Cronología de la historia

La reforma catolica

La reforma catolica

La Reforma católica fue la contrafuerza intelectual del protestantismo. El deseo de reforma dentro de la Iglesia Católica había comenzado antes de la expansión de Lutero. Muchos católicos educados habían querido un cambio, por ejemplo, Erasmo y el mismo Lutero, y estaban dispuestos a reconocer las fallas dentro del papado.

Durante el Cl5, la sociedad estaba cambiando. El Renacimiento enseñó a las personas a cuestionar y desafiar la norma. La jerarquía de la Iglesia Católica no cambió con ella y la organización de la Iglesia parecía anticuada. Otros habían tratado de presentar la doctrina católica.

En el Cl3, Santo Tomás Aquino publicó "Summa Theologica" - una fusión de creencias cristianas y filosofía aristotélica. Él veía al hombre como esencialmente racional y capaz de ver lo correcto de lo incorrecto. El hombre podía dirigir un curso hacia la salvación, pero necesitaba la guía de la Iglesia y el estado. Santo Tomás era optimista sobre el hombre. Sus creencias eran conocidas como tomismo. En el C16, el tomismo seguía siendo una filosofía fuerte. El cardenal Cajetan, el oponente de Lutero en Augsburgo en 1518, afirmó que el tomismo todavía era relevante para la sociedad y el tomismo hizo una fuerte contribución a la Reforma católica.

Pero las creencias agustinianas seguían siendo fuertes y vivas en los centros de aprendizaje católicos. San Agustín creía lo contrario a Santo Tomás; Afirmó que el hombre era corrupto y falible. Las creencias de Agustín tuvieron un gran impacto en Lutero.

Francisco de Suárez y Luis de Molin (ambos jesuitas) trataron de cerrar la brecha entre el tomismo y el agustinismo al afirmar que el hombre tenía libertad de elección, pero que en última instancia Dios era omnipotente.

Algunos reformadores católicos también fueron influenciados por el misticismo medieval tardío como el Maestro Eckhardt y Thomas a Kempis. En Francia, Lefèvre d'Etaples publicó traducciones de los escritores místicos. El jesuita holandés Peter Canisius fue muy influenciado por los místicos.
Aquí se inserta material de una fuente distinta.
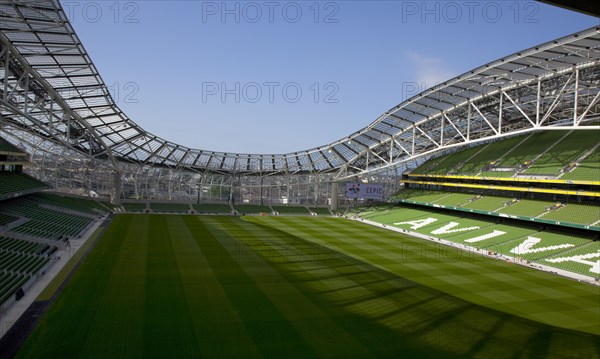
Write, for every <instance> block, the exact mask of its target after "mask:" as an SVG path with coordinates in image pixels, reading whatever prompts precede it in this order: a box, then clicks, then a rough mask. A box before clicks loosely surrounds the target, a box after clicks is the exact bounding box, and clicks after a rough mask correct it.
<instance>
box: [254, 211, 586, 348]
mask: <svg viewBox="0 0 600 359" xmlns="http://www.w3.org/2000/svg"><path fill="white" fill-rule="evenodd" d="M253 220H254V219H253ZM255 221H256V222H262V223H265V222H266V223H269V224H270V225H273V226H276V225H277V224H278V222H279V219H269V220H266V221H264V222H263V219H262V218H260V219H256V220H255ZM284 221H286V222H290V221H294V219H290V218H286V219H285V220H284ZM299 222H303V221H302V220H299ZM350 226H352V225H350ZM320 227H321V226H320ZM296 228H298V227H296ZM295 233H297V231H295ZM349 237H351V236H349ZM349 237H348V238H349ZM348 238H345V240H344V244H343V246H344V247H343V248H346V242H347V241H348ZM357 241H358V240H357ZM322 242H326V243H332V242H331V241H328V240H327V239H323V240H322ZM496 265H497V264H496ZM500 268H502V267H501V266H500ZM523 269H525V268H523ZM448 270H450V269H448ZM509 270H510V269H507V270H506V272H508V271H509ZM513 272H514V269H513ZM403 274H404V272H403ZM515 274H519V273H515ZM539 274H543V273H539ZM434 282H435V281H434ZM500 284H501V283H500ZM488 285H489V284H488ZM496 285H498V284H496ZM469 290H470V289H467V292H468V291H469ZM550 301H551V300H550ZM438 306H439V304H438V305H436V306H434V308H431V309H432V312H433V313H439V314H442V313H443V311H441V310H439V309H437V310H436V308H435V307H438ZM473 309H474V310H476V311H477V312H478V313H479V319H478V321H475V322H472V323H473V326H472V327H471V328H470V331H471V332H478V331H479V329H478V327H479V326H480V324H481V323H480V322H481V320H482V319H483V320H485V321H490V320H492V321H493V320H494V318H495V317H498V316H502V317H508V318H510V325H513V326H516V327H518V328H520V331H518V334H515V331H507V332H503V333H500V334H499V335H500V337H497V338H494V339H495V340H502V339H501V338H502V337H505V338H507V339H508V341H509V343H510V344H512V345H513V346H515V348H518V347H519V346H521V345H523V344H524V342H523V340H524V339H523V338H527V337H528V336H531V335H536V334H535V333H538V332H540V331H542V332H546V331H550V332H556V331H559V332H563V330H561V329H557V328H553V327H550V326H547V325H544V324H540V323H538V322H536V321H533V322H532V321H531V320H529V319H522V318H520V317H518V316H515V317H513V316H509V315H507V314H505V313H503V312H498V311H496V310H493V309H488V308H486V307H480V306H475V305H474V306H473ZM532 319H534V320H535V319H537V318H532ZM450 323H452V321H451V322H450ZM451 326H452V325H451ZM436 327H439V325H436ZM454 329H457V328H454ZM482 333H485V331H483V332H482ZM470 336H471V337H473V338H474V337H475V334H472V335H470ZM563 337H564V339H565V340H564V341H563V342H561V343H562V347H560V346H559V347H558V348H557V349H560V350H573V349H575V348H576V349H577V350H580V351H581V352H583V353H595V352H596V350H595V348H594V345H593V343H594V338H595V337H594V336H593V335H587V334H581V333H578V332H573V331H568V330H564V333H563ZM546 345H549V344H547V343H546ZM552 345H553V346H556V345H557V344H556V343H554V344H552ZM591 355H593V354H591Z"/></svg>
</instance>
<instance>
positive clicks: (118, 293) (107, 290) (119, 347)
mask: <svg viewBox="0 0 600 359" xmlns="http://www.w3.org/2000/svg"><path fill="white" fill-rule="evenodd" d="M147 235H148V217H140V216H137V217H131V218H130V220H129V221H128V223H127V226H126V227H122V229H121V231H120V236H119V238H118V239H117V240H118V241H119V244H118V246H116V248H115V252H114V253H111V255H112V256H114V257H115V258H116V261H115V262H114V264H113V266H112V268H111V269H110V273H106V274H107V276H108V283H107V286H106V287H105V290H104V292H103V293H102V296H101V297H94V298H92V300H94V301H99V305H98V308H97V310H96V312H95V313H94V314H95V315H94V317H93V318H92V319H90V322H89V323H87V325H90V326H91V329H90V331H89V332H88V336H87V339H86V341H85V345H82V347H81V348H80V350H81V353H82V354H83V355H85V353H94V354H95V355H98V356H102V357H136V356H138V357H139V356H142V354H143V330H142V328H143V325H144V315H145V312H144V303H145V298H146V295H145V290H146V255H147V240H146V237H147ZM123 298H127V300H123Z"/></svg>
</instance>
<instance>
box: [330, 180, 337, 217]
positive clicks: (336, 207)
mask: <svg viewBox="0 0 600 359" xmlns="http://www.w3.org/2000/svg"><path fill="white" fill-rule="evenodd" d="M338 197H339V188H338V183H337V182H335V181H334V182H331V197H330V198H331V205H330V206H329V207H330V208H331V210H332V211H335V210H337V205H338Z"/></svg>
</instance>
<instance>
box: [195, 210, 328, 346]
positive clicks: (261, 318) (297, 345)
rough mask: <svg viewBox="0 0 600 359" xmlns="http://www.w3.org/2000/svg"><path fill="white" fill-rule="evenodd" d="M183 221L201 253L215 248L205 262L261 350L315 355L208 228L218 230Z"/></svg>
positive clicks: (207, 220)
mask: <svg viewBox="0 0 600 359" xmlns="http://www.w3.org/2000/svg"><path fill="white" fill-rule="evenodd" d="M184 221H185V223H186V225H187V226H188V227H189V228H191V229H193V230H191V232H192V234H193V236H194V239H195V240H196V243H197V244H198V246H199V247H200V249H201V250H202V251H203V252H204V251H206V252H210V251H214V250H215V249H216V250H217V252H218V253H219V256H216V257H215V256H207V257H206V258H207V261H208V264H209V265H210V266H211V267H212V268H213V271H214V273H215V275H216V276H217V279H218V280H219V282H220V283H221V286H222V287H223V289H224V290H225V292H226V293H227V296H228V297H229V300H230V302H231V303H232V304H233V306H234V307H235V309H236V310H237V311H238V313H239V316H240V317H241V318H242V320H243V321H244V325H245V326H246V328H247V330H248V334H249V335H250V336H251V337H252V340H253V341H254V343H255V344H256V346H257V347H258V348H259V350H260V351H261V353H262V354H263V355H264V356H265V357H274V358H277V357H287V358H289V357H315V356H316V353H315V352H314V351H313V350H312V348H311V347H310V345H308V343H306V341H305V340H304V339H303V338H302V336H301V335H300V334H299V333H298V332H297V331H296V329H295V328H294V327H293V326H292V325H291V323H290V322H289V321H288V320H287V319H286V318H285V317H284V316H283V315H282V314H281V313H280V312H279V311H278V310H277V308H276V306H275V305H274V304H273V303H272V302H271V300H270V299H269V298H268V297H267V296H266V295H265V294H264V293H263V292H262V291H261V290H260V288H258V286H257V285H256V283H255V282H254V281H253V280H252V278H251V277H250V276H249V275H248V274H247V273H246V272H245V271H244V270H243V269H242V268H241V266H240V264H239V263H238V262H237V261H236V259H235V258H233V257H232V256H231V254H230V253H229V252H228V251H227V249H226V248H225V247H224V246H223V245H222V244H221V242H220V241H219V239H221V238H219V239H217V238H216V237H215V235H214V232H213V233H212V234H211V231H215V230H217V232H218V228H214V227H213V226H211V225H210V224H208V219H202V218H200V217H191V216H190V217H184ZM223 235H224V233H223ZM221 240H222V239H221ZM274 339H275V340H274Z"/></svg>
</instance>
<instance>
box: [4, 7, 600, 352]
mask: <svg viewBox="0 0 600 359" xmlns="http://www.w3.org/2000/svg"><path fill="white" fill-rule="evenodd" d="M558 3H559V4H558V5H562V6H570V5H569V2H560V1H559V2H558ZM582 6H583V7H582V8H579V9H572V10H573V11H583V12H586V13H589V14H592V15H595V16H598V12H597V11H596V10H594V9H593V7H592V6H591V5H582ZM0 21H1V22H0V29H1V33H0V335H1V338H0V358H13V357H14V358H79V357H82V358H117V357H120V358H200V357H203V358H232V357H235V358H254V357H266V358H320V357H322V358H380V357H385V358H600V240H599V235H600V27H598V26H596V27H593V28H589V29H586V30H582V31H579V32H577V33H574V34H565V36H563V37H561V38H557V39H555V40H552V41H549V42H546V43H541V44H539V45H537V46H535V47H532V48H528V49H523V50H522V51H519V52H517V53H514V54H512V55H510V54H507V55H506V56H505V57H502V58H500V59H498V60H495V61H493V62H489V63H486V64H484V65H481V66H480V67H477V68H475V69H473V70H471V71H468V72H466V73H464V74H462V75H460V76H457V77H455V78H452V79H448V80H447V81H445V82H443V83H440V84H437V85H435V86H433V87H430V88H428V89H424V90H423V91H422V92H420V93H418V94H417V95H415V96H412V97H410V98H408V99H406V100H404V101H403V102H401V103H400V104H398V105H396V106H395V107H393V108H391V109H389V110H387V111H385V112H383V114H382V115H381V116H380V117H378V118H377V119H375V120H374V121H371V122H370V123H369V121H366V122H365V127H363V128H362V129H359V130H357V131H355V132H352V133H350V134H348V133H344V132H342V130H340V133H338V134H336V136H338V137H339V140H337V141H334V142H331V143H328V144H325V145H322V146H319V147H314V148H310V149H308V150H304V151H298V152H292V153H282V154H246V153H226V152H218V151H211V150H205V149H195V148H188V147H186V146H183V145H180V144H177V143H174V142H170V141H168V140H166V139H163V138H162V137H160V134H158V135H155V134H152V133H150V132H148V131H145V130H144V129H143V122H142V120H138V121H140V122H134V120H133V119H130V118H129V117H127V115H126V114H125V113H124V112H123V111H122V110H121V109H120V108H119V106H118V105H117V104H116V103H115V101H114V100H113V98H112V97H111V93H110V91H109V89H108V87H107V85H106V84H105V83H104V82H103V80H102V78H101V76H100V75H101V74H100V73H99V72H98V70H97V68H96V67H95V65H94V63H93V61H92V59H91V57H90V56H89V54H88V53H87V52H86V50H85V47H84V45H85V44H82V42H81V40H80V38H79V37H78V36H77V33H76V32H75V30H74V27H73V26H72V24H71V23H70V22H69V19H68V16H67V15H66V14H65V10H64V8H63V5H62V4H61V2H59V1H58V0H36V1H22V0H14V1H1V2H0ZM382 111H383V110H382Z"/></svg>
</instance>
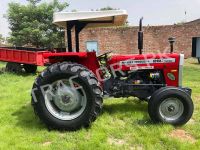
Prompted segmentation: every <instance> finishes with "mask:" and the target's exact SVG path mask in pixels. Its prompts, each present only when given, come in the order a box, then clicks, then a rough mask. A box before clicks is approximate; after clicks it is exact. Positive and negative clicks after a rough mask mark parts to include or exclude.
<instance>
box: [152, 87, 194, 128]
mask: <svg viewBox="0 0 200 150" xmlns="http://www.w3.org/2000/svg"><path fill="white" fill-rule="evenodd" d="M193 110H194V106H193V102H192V99H191V97H190V95H188V94H187V93H186V92H185V91H183V90H181V89H179V88H175V87H174V88H173V87H165V88H161V89H159V90H158V91H156V92H155V93H154V94H153V95H152V97H151V99H150V100H149V105H148V111H149V116H150V118H151V119H152V120H153V121H154V122H162V123H169V124H172V125H183V124H185V123H187V122H188V121H189V120H190V118H191V117H192V114H193Z"/></svg>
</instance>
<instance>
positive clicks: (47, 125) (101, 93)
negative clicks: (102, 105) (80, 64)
mask: <svg viewBox="0 0 200 150" xmlns="http://www.w3.org/2000/svg"><path fill="white" fill-rule="evenodd" d="M102 103H103V99H102V89H101V87H100V83H99V82H98V80H97V78H96V77H95V75H94V74H93V73H92V72H91V71H89V70H88V69H87V68H85V67H84V66H82V65H79V64H72V63H60V64H54V65H52V66H50V67H48V68H47V69H46V70H44V71H43V72H42V73H41V75H40V76H39V77H38V78H37V79H36V80H35V83H34V85H33V90H32V104H33V108H34V110H35V112H36V114H37V115H38V116H39V118H40V119H41V120H42V121H43V122H44V123H45V124H46V125H47V126H48V127H49V128H50V129H59V130H70V131H71V130H78V129H80V128H81V127H89V126H90V124H91V123H92V122H93V121H95V120H96V118H97V116H98V115H99V114H100V112H101V110H102Z"/></svg>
Fundó colegios jesuitas en toda Alemania.

Muchas viejas órdenes monásticas se habían hundido a niveles de estándares inaceptables. Sin embargo, algunos habían hecho el esfuerzo (como los cartujos) para mantener estándares muy altos de disciplina y aprendizaje. Los observadores observaron la rigurosidad original y la pobreza de los dominicanos y franciscanos. Los observadores lucharon con los conventuales que deseaban ver las cosas tal como estaban.
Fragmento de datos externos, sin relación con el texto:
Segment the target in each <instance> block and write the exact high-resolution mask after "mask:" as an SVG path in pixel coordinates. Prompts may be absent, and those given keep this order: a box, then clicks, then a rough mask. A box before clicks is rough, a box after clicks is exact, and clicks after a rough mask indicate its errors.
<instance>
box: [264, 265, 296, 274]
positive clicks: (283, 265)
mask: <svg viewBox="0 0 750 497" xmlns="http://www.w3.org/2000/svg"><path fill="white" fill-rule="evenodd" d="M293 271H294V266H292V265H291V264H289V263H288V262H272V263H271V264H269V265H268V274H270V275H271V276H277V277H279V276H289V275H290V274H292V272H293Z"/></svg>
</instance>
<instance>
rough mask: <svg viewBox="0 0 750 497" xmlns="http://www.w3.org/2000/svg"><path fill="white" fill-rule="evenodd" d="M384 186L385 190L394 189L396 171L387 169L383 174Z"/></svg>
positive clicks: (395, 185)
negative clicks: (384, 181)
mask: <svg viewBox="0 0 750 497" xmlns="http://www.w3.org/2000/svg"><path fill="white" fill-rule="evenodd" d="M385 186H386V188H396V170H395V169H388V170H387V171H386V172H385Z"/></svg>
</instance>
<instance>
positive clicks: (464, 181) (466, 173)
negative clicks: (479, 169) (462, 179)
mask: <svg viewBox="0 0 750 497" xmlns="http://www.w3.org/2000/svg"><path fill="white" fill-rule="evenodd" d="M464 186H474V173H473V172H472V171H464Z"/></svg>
La Reforma Católica se basó en individuos. El cardenal Ximenes de España endureció la disciplina clerical y alentó la beca en escuelas y universidades.

Matteo Giberti fue uno de los primeros miembros del Oratorio del Amor Divino fundado en Roma en 1517 para fomentar las buenas obras en la vida cotidiana. También fue secretario de Clemente VII.
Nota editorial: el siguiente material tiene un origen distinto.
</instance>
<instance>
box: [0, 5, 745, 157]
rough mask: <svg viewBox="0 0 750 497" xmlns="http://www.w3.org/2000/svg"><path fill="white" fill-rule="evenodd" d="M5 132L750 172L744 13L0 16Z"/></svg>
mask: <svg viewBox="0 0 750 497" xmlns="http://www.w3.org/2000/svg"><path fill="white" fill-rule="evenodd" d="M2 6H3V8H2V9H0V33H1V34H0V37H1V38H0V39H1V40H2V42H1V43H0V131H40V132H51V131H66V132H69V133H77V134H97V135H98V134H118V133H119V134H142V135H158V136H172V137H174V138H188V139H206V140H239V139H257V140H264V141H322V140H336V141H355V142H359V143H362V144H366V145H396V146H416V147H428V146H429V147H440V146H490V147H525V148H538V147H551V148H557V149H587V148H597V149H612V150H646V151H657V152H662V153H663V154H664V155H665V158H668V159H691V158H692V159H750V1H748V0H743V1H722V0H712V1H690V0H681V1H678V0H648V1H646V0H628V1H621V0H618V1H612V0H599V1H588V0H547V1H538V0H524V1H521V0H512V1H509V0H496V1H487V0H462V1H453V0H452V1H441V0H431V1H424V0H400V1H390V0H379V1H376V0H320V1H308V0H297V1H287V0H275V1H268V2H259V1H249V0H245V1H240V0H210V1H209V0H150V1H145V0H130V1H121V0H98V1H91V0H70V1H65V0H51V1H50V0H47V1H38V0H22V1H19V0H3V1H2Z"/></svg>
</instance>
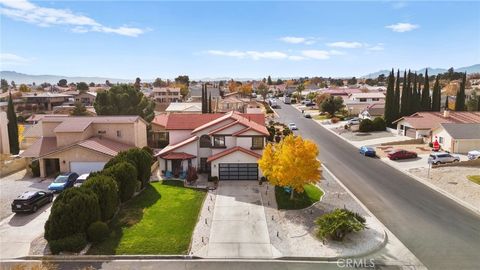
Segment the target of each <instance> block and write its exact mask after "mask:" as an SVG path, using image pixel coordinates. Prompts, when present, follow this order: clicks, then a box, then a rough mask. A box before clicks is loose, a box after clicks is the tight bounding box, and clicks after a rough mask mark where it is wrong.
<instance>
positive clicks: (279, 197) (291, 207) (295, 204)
mask: <svg viewBox="0 0 480 270" xmlns="http://www.w3.org/2000/svg"><path fill="white" fill-rule="evenodd" d="M304 190H305V191H304V192H303V193H300V194H299V193H295V195H294V197H293V200H290V193H288V192H286V191H285V189H284V188H283V187H278V186H276V187H275V198H276V199H277V205H278V209H287V210H292V209H303V208H305V207H308V206H310V205H312V204H314V203H315V202H318V201H319V200H320V198H321V197H322V195H323V191H322V190H321V189H319V188H318V187H317V186H314V185H312V184H308V185H306V186H305V187H304Z"/></svg>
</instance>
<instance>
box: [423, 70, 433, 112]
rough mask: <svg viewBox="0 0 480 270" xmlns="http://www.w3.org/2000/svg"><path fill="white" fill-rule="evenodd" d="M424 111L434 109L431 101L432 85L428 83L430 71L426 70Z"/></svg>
mask: <svg viewBox="0 0 480 270" xmlns="http://www.w3.org/2000/svg"><path fill="white" fill-rule="evenodd" d="M421 103H422V111H430V110H431V109H432V107H431V106H432V105H431V100H430V83H429V81H428V69H425V85H424V86H423V90H422V102H421Z"/></svg>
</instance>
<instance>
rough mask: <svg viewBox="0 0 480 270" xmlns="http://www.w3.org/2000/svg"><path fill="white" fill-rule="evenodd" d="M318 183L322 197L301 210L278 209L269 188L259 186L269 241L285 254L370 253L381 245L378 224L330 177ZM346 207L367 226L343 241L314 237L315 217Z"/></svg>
mask: <svg viewBox="0 0 480 270" xmlns="http://www.w3.org/2000/svg"><path fill="white" fill-rule="evenodd" d="M318 186H319V187H320V188H321V189H322V190H323V191H324V192H325V195H324V196H323V197H322V199H321V200H320V201H319V202H317V203H316V204H314V205H313V206H311V207H308V208H306V209H302V210H278V209H277V205H276V202H275V194H274V192H273V190H274V189H273V187H272V186H270V185H268V186H267V185H265V186H263V187H262V188H261V190H262V199H263V203H264V206H265V215H266V217H267V225H268V230H269V234H270V242H271V244H272V245H273V246H274V247H275V248H276V249H278V250H279V251H280V253H282V256H287V257H290V256H291V257H330V258H331V257H337V256H354V255H359V254H364V253H368V252H371V251H373V250H375V249H377V248H379V247H380V246H382V245H383V243H384V241H385V232H384V230H383V227H382V225H381V224H380V223H378V222H377V221H376V219H374V218H373V217H371V216H370V215H369V214H368V213H366V212H365V210H364V209H363V208H362V207H361V206H360V205H359V204H358V203H357V202H356V201H355V200H354V199H353V198H352V197H351V196H350V195H349V194H348V193H347V192H346V191H345V190H344V189H343V188H342V187H341V186H340V185H339V184H338V183H337V182H336V181H335V180H334V179H332V178H331V177H328V179H322V181H321V183H319V184H318ZM344 207H345V208H347V209H350V210H352V211H354V212H358V213H360V214H361V215H363V216H364V217H365V218H366V219H367V227H368V228H367V229H366V230H364V231H362V232H359V233H353V234H350V235H348V236H347V237H346V238H345V240H344V241H343V242H335V241H325V242H322V241H321V240H318V239H317V238H316V236H315V224H314V222H315V219H317V218H318V217H319V216H320V215H322V214H324V213H326V212H330V211H332V210H334V209H335V208H344Z"/></svg>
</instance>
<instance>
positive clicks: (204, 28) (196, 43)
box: [0, 0, 480, 79]
mask: <svg viewBox="0 0 480 270" xmlns="http://www.w3.org/2000/svg"><path fill="white" fill-rule="evenodd" d="M0 16H1V17H0V31H1V41H0V46H1V47H0V52H1V59H0V60H1V61H0V69H1V70H15V71H17V72H23V73H28V74H55V75H65V76H105V77H114V78H126V79H129V78H135V77H137V76H139V77H141V78H145V79H151V78H156V77H161V78H173V77H175V76H176V75H179V74H187V75H189V76H190V77H191V78H205V77H224V76H225V77H235V78H260V77H265V76H267V75H269V74H270V75H272V77H277V76H281V77H293V76H359V75H365V74H367V73H370V72H375V71H378V70H380V69H388V68H391V67H395V68H397V67H398V68H411V69H418V68H423V67H425V66H429V67H442V68H448V67H451V66H453V67H461V66H467V65H472V64H477V63H480V3H479V2H473V1H472V2H410V1H403V2H398V1H377V2H366V1H360V2H358V1H357V2H346V1H342V2H200V1H195V2H163V1H145V2H134V1H116V2H114V1H84V2H77V1H60V2H55V1H27V0H0Z"/></svg>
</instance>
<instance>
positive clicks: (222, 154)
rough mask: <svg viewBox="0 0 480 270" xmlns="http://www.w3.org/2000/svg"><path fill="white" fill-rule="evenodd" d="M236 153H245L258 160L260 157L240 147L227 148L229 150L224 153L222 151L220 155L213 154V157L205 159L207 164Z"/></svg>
mask: <svg viewBox="0 0 480 270" xmlns="http://www.w3.org/2000/svg"><path fill="white" fill-rule="evenodd" d="M237 151H240V152H243V153H245V154H247V155H251V156H253V157H256V158H260V157H261V155H260V154H258V153H255V152H253V151H250V150H247V149H245V148H243V147H240V146H235V147H232V148H229V149H227V150H225V151H222V152H220V153H217V154H215V155H213V156H210V157H209V158H208V159H207V162H211V161H214V160H216V159H219V158H221V157H224V156H228V155H230V154H231V153H234V152H237Z"/></svg>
Gian Pietro Caraffa (más tarde Pablo IV) ayudó a encontrar los teatinos en 1524, una orden de sacerdotes que trabajaban dentro de la comunidad pero que vivían en austeridad monástica.

Estos eran hombres de gran intelecto y pensamiento que nunca vacilaron en la adhesión a la Iglesia Católica. Todos los hombres anteriores querían una religión más espiritual y menos mundana.

Entre 1520 y 1530, había muchos puntos en común entre los protestantes y los católicos. Pero se hizo hincapié en las diferencias, no en las similitudes. Para 1550, la brecha era insalvable y, a medida que se ampliaba, la política de la Iglesia Católica era cada vez más agresiva.

En 1545, el Concilio de Trento hizo todo lo posible para resaltar las diferencias y el agustinismo se rechazó de inmediato porque estaba demasiado cerca de la "creencia protestante".

La Reforma Católica tuvo un gran atractivo generalizado para los intelectos. La Contrarreforma no lo hizo.